# Moving to Alicante for work



## Marco744 (Feb 14, 2014)

Hi,

I am from the Netherlands and work in Scotland at the moment. I have the opportunity to get a job in Alicante. Me and my girlfriend are thinking about it. So I will have a job and good income. My girlfriend will not find a job I think. I'll need to be at the airport every working day. What is good areas to live and is it worth moving and settling in Spain. I know the weather is great but what's the other good things. Just looking for some general info as most people on here are looking for work or retired. Not found much info for people around 37 that will have work on arrival. We are looking to get married and have a child as well. What are the chances of it going to a good school and finding a good job?

Thanks in advance.

Marco


----------



## Pazcat (Mar 24, 2010)

If you will be working at or near the airport do you plan to have your own car or use public transport?

That is kind of important in choosing a good area to live, also how long of a commute would you tolerate, what sort of place would you like to live in ie: part of a community, detached villa, rural, coastal, apartment etc... it's all available around here.

If you plan to have a kid whilst here then schools shouldn't be a problem as you could go into the local system when the time comes but there are other options too, mostly at cost.
Finding a job for your GF may be a bit harder, I wouldn't say impossible like some would because you have found one but they are rarer to come across. It all depends I guess. For your kid, who knows, that's years away.

If you can come out for a scouting trip and have a look at some places to rent, it will make life much easier than just turning up and rushing things through.


----------



## xabiaxica (Jun 23, 2009)

Marco744 said:


> Hi,
> 
> I am from the Netherlands and work in Scotland at the moment. I have the opportunity to get a job in Alicante. Me and my girlfriend are thinking about it. So I will have a job and good income. My girlfriend will not find a job I think. I'll need to be at the airport every working day. What is good areas to live and is it worth moving and settling in Spain. I know the weather is great but what's the other good things. Just looking for some general info as most people on here are looking for work or retired. Not found much info for people around 37 that will have work on arrival. We are looking to get married and have a child as well. What are the chances of it going to a good school and finding a good job?
> 
> ...


if you're planning to get married anyway, then do so before you move here - that way your wife will be covered for healthcare as your dependent, otherwise she won't be!

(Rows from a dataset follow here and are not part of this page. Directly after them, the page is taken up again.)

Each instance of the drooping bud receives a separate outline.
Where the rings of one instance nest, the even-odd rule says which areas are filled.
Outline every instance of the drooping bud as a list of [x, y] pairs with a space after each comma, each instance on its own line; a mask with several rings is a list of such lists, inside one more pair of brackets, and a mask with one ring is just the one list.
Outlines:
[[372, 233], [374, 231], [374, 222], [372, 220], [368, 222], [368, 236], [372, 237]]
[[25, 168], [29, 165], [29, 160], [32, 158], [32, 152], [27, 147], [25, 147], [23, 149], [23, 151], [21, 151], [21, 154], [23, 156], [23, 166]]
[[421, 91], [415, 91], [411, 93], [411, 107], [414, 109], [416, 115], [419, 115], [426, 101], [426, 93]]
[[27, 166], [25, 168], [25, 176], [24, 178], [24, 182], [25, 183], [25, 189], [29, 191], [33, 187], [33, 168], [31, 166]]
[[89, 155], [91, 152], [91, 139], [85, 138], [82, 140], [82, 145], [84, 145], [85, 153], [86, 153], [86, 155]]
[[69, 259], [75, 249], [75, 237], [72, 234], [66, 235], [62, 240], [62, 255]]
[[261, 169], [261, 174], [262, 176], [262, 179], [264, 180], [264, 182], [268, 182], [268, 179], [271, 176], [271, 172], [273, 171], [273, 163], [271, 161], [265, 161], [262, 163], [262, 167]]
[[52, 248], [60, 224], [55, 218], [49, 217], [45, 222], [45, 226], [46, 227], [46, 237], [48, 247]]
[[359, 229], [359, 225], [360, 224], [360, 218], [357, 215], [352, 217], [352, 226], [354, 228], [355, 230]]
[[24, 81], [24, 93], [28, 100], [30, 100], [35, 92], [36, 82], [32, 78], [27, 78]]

as for if a yet unborn child will find work when s/he eventually leaves school - that's anyone's guess...


----------



## Marco744 (Feb 14, 2014)

Thanks for the replies,

I am planning to have own transportation. Ideally we'd be looking for a 3 bedroom 1 level house with pool and near beach but will probably end up with something completely different. I know schooling is way way off and work even further for any future kid but was just curious about how it all works.

The main thing is that other than weather, is there stuff to do there, how is it to integrate with locals and learn the lingo. What are to pros and cons and would anybody return to uk given the chance. How are the means of living compared with uk if you keep the same amount of salary in euros there?

Good tip about marriage and will take the advise on board.

Thanks for your tips and advise, so nice of you to spend time answering my questions.

Just a bit scared to leave the safety of uk. 

Best regards,

Marco


----------



## Alcalaina (Aug 6, 2010)

Marco744 said:


> The main thing is that other than weather, is there stuff to do there, how is it to integrate with locals and learn the lingo. What are to pros and cons and would anybody return to uk given the chance. How are the means of living compared with uk if you keep the same amount of salary in euros there?


The good weather means people live out of doors much more, they are generally more sociable, and there are plenty of sporting and other outdoor activities. I wouldn't have any worries about meeting people and making friends.

As for cost of living, it depends on your lifestyle! But generally, apart from electricity and internet, most things are cheaper in Spain.


----------



## Karen58 (Aug 1, 2012)

Marco.. life here in Spain has changed so much since the very hard recession that Spain is still enduring. Personally, my advice is to stay in the secure environment of UK,, life here is considerably more expensive here,, Electricity is 60% higher than UK.. gas is 75% higher than 5 years ago, no government controls here in Spain. Clothes and shoes for children very expensive although a Primark in Alicante region. From April to end of October very warm but make no mistake the houses here are built without insulation and to keep cool so from November till March you shall be cold indoors. Think carefully and remember that life is great in the sun but that does not make a life. I lived here from 99-2006 and was considerably cheaper and more younger ex-pat families who all now have returned to UK for many reasons not just lack of work. School books are not provided, can cost 200-300 euro per school year etc .. do your homework ... Spanish school is academic led with little or no creative classes and very text book led... suggest you live near a school so your partner can interact with other Mums so she does not feel isolated which is a real danger .. I do sound negative but learning Spanish is a must as very few young Brit mums around.
But whatever you decide Good Luck !!


----------